BME PhD Prospectus Defense - Yixin Mei

Title: "Plasmon Coupling Based Nanoplasmonic Actuators and Photocatalytic Nanocomposites"

Advisory Committee: Michael Smith, PhD – BU BME, MSE (Chair) Björn Reinhard, PhD – BU Chemistry, MSE (Co-Advisor) Wilson Wong, PhD – BU BME (Co-Advisor) Shyamsunder Erramilli, PhD – BU Physics, MSE, BME

Abstract: Noble metal nanoparticles (NPs) have been of interest due to their localized surface plasmon resonance (LSPR) in the visible range of the electromagnetic spectrum. Under illumination the imaginary component from the dielectric function of metal NPs leads to heating of NPs, which can give rise to a self-thermophoretic force near a metal film with high thermal conductivity. Since the plasmonic NPs can act as heat sources and signal probes at the same time, in aim 1 we investigate the thermophoretic force by a nanoplasmonic actuator consisting of a polymer-tethered 20 nm Ag NP on a 20 nm Au film. The resonance resulted large extinction cross section has shown immense potential in sensing and imaging. While between a NP and a metal film, the plasmonic coupling is also sensitive to the NP-film separation change which allows us to detect the displacement via an Interferometric Scattering (iSCAT) microscopy. The two-color iSCAT imaging enables the use of small NP probes and helps differentiate plasmonic NPs from background scatterers. In the study we’re able to observe a gradual iSCAT signal decrease of NPs which is indicative of an attractive self-thermophoretic force. Understanding self thermophoretic forces of NPs in the vicinity of metal films provide opportunities of characterizing molecular biophysics and mechanical properties as well as manipulating NPs and colloids for nanofabrication.

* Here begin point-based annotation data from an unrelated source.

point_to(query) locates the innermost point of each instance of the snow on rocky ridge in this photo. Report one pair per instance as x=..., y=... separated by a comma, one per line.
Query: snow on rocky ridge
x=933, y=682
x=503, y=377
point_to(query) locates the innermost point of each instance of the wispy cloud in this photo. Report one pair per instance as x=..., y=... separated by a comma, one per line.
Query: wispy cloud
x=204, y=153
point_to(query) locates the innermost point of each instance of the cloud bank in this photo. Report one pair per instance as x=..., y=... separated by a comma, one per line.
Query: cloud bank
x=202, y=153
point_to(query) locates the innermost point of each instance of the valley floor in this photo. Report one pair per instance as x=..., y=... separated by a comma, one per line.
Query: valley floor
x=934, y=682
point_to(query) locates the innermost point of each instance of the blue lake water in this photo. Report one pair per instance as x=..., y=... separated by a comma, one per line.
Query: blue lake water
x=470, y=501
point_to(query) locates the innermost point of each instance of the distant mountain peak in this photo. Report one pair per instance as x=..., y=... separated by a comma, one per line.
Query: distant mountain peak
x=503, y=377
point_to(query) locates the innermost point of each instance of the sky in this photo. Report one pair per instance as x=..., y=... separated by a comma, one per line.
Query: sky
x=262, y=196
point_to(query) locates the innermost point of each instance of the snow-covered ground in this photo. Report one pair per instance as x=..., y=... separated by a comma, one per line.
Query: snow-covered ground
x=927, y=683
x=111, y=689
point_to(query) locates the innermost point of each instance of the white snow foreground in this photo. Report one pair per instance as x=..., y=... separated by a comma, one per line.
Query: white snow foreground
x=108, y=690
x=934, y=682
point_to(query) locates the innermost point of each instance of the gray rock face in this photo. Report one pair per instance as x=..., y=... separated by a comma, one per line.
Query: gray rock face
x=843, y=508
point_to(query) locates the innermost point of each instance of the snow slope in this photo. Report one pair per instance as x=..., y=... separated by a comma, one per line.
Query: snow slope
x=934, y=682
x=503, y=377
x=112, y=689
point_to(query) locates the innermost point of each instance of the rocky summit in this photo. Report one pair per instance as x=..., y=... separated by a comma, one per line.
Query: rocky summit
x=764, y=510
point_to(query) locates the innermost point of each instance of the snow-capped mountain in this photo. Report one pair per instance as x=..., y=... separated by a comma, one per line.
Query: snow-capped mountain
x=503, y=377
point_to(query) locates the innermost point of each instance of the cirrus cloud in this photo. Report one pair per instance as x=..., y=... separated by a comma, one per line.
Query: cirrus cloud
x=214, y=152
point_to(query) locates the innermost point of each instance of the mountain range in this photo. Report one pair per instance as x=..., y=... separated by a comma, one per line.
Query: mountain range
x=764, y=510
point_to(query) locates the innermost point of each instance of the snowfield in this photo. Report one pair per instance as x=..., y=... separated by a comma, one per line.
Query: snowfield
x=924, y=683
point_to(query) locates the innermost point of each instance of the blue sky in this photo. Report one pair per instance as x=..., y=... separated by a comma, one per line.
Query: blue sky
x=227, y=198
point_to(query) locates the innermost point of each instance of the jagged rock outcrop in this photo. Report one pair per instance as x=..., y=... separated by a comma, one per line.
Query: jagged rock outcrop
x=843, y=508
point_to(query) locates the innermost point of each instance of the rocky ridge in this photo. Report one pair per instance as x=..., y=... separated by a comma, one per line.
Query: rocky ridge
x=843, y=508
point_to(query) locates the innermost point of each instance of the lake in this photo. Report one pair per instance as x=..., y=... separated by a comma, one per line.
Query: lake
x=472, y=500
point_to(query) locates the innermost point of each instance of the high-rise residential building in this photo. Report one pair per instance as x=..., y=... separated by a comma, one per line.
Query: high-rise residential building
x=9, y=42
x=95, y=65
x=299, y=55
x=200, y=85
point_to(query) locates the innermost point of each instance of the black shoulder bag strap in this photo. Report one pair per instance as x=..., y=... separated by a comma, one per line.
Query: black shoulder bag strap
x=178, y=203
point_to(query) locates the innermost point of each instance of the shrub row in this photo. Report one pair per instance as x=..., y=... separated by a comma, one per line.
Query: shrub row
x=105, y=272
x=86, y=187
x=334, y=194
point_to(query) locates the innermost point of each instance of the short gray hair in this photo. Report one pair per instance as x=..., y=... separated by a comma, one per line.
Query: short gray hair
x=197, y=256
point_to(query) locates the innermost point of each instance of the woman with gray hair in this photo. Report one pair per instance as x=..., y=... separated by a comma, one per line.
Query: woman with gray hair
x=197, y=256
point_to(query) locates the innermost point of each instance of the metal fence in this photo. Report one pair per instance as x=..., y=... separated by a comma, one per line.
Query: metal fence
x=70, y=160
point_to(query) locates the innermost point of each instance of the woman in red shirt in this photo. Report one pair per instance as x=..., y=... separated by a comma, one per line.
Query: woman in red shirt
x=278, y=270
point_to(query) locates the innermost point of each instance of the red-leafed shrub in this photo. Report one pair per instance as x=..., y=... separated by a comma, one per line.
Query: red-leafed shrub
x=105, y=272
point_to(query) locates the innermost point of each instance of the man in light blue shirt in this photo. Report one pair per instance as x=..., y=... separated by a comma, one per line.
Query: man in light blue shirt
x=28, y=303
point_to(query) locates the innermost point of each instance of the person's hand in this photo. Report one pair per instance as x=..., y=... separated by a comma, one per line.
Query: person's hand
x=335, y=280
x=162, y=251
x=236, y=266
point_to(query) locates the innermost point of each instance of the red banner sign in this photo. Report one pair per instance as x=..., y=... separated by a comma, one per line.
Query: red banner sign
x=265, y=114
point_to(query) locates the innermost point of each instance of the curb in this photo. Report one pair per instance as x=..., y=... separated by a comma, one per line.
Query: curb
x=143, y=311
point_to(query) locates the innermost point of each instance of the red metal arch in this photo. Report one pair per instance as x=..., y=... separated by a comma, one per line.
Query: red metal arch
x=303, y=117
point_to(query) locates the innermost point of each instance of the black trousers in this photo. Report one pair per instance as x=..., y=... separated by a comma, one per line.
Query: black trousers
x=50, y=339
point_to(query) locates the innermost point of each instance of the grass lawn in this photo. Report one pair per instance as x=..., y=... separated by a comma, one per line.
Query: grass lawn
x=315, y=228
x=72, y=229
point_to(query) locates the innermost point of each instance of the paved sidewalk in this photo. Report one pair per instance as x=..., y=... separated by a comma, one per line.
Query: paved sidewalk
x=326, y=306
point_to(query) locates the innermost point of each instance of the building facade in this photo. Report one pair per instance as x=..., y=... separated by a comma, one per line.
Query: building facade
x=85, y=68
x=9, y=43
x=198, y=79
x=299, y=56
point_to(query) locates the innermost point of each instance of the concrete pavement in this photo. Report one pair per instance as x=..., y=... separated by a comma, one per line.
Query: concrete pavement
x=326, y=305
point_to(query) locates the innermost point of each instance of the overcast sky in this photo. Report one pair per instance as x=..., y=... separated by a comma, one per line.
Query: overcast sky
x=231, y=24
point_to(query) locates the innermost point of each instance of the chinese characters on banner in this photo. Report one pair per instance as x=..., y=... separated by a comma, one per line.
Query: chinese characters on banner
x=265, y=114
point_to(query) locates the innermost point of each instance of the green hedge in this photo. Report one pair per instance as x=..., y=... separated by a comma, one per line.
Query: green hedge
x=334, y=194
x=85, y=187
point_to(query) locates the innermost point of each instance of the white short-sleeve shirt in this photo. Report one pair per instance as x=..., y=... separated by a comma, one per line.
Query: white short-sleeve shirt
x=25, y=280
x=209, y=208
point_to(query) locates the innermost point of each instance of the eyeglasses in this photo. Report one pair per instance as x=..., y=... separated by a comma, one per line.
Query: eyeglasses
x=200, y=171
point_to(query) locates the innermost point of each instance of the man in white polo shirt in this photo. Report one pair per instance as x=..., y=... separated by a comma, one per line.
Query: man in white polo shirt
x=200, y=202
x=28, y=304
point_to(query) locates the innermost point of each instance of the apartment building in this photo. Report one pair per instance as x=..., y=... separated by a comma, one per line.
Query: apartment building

Besides high light harvesting efficiency, the enhanced electric (E-) field and hot electron transfer associated with LSPR on plasmonic hybrid nanostructures also rationalize the possibility of energy conversion as well as photocatalysis. Lipid membrane has been a versatile scaffold of loading photosensitizers around plasmonic metal NPs with a proper separation. In aim 2 we design a porphyrin-based sensitizer incorporated nanocomposite with a 40 nm Ag NP core to catalyze hydrogen evolution reaction (HER). Synergy between NPs and photosensitizers in the vicinal active site enhanced HER with an increased photocurrent under illumination. Overall, our goal is to take advantage of plasmon coupling for single particle level characterization as well as photocatalysis.